Julie Pham, a third-year design major, shared some similar thoughts on the uses of AI. She said that even though it can be an easy, cheap way for people to feed their ideas to generative AI software to create their ideas, it will continue to lack the touch of a human designer.
“Yes, you can get your content and the graphics you want out there. However, I don’t think that what you’re going to be putting out there will have as much of an impact if you ask a real designer to do it for you,” Pham said.
Pham argues that it’s out of the question to think that generative AI could take the place of a human. For her, it’s the work and effort that she puts into the design that makes the design special. She believes that implementing human vision and creativity is a vital design component.
“As a student, I feel that, my work and my design process will be really valued and people really appreciate it, even if I pull up with the worst looking graphic ever like, people will still appreciate the design process, because that’s what makes good designers is that we have to go that process multiple times several times in order to, really develop our own style, our own work,” Pham said.
AI does not create something out of nothing because it can only create what is fed into it, which limits its potential and creative capabilities.

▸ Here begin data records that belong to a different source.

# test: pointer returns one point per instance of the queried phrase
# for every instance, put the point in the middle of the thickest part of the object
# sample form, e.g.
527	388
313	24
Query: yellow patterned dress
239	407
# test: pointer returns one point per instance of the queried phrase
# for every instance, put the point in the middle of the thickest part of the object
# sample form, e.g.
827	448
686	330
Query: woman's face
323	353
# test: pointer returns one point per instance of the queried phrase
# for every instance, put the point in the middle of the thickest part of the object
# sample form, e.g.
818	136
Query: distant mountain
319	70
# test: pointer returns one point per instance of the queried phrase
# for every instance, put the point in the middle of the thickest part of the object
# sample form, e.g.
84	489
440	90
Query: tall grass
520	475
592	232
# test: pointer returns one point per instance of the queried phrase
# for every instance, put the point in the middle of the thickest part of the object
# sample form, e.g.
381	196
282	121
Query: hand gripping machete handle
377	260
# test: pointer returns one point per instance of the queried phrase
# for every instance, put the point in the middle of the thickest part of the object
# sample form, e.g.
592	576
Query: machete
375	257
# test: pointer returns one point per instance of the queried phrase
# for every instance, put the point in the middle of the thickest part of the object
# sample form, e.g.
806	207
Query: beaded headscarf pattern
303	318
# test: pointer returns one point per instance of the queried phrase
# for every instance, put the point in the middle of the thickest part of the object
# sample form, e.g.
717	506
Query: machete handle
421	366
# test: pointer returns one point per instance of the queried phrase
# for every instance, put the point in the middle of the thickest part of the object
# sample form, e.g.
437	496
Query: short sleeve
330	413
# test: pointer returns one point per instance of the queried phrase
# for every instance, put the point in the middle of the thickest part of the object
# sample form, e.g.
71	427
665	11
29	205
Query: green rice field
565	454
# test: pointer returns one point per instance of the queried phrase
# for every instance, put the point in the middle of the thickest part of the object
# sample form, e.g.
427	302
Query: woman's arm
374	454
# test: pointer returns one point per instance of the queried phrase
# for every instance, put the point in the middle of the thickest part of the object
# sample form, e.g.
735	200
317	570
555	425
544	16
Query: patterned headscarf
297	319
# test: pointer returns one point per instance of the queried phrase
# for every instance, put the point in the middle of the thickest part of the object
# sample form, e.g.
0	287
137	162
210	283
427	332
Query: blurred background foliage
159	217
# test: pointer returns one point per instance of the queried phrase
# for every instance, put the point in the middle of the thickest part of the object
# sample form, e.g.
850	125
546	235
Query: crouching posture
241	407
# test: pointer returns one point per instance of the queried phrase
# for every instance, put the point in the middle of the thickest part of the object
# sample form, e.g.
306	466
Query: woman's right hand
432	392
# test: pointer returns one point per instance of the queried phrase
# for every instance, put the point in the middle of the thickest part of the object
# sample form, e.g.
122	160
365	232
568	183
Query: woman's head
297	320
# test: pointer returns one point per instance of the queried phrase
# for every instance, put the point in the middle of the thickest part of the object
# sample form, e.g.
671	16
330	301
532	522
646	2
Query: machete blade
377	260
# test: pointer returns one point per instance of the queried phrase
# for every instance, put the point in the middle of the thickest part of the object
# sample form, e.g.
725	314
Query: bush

This is one of the few things that helps alleviate the concern of designers being replaced by AI, which Tecson finds relieving.
Yet, concerns surrounding the biases of AI are alarming to some. Gabriella Palmeri, a fourth-year design major, shared a similar take on how AI is usually biased.
“AI is an algorithm that references already existing material. So it’s technically unbiased, but it uses human-made material. So whatever’s put into this algorithm is what will come out. We as humans are always going to be biased in some way. So it’s like we’re putting in biased material to receive this unbiased output, but it can never really be fully unbiased,” Palmeri said.
In an article from the Washington Post, reporters inserted various prompts into AI image generators like Stable Diffusion and DALL-E. They asked for images of attractive or productive people and depictions of routine activities. The software ended up producing images of various offensive tropes about race, class, gender, wealth, intelligence, religion and other cultures, revealing how information that AI pulls from databases, which can be littered with bigotry, can and has reinforced harmful stereotypes.
Palmeri added that most of the material that AI, especially ChatGPT, produces is incorrect. If people rely too much on it, then this could cause widespread misinformation and misconceptions, which would affect people negatively, even outside the scope of generative AI.
As the use of generative AI grows in frequency, there will always be a different concern or misuse of the tool. This could stem from either using it to replace a certain job, such as designing, or the spread of misinformation. Yet, some view AI as a relatively harmless creative tool with exciting potential. However, time and time again, it’s proven that the human touch, whether it be through creativity or teaching, cannot be replicated by generative AI such as ChatGPT or Adobe Creative.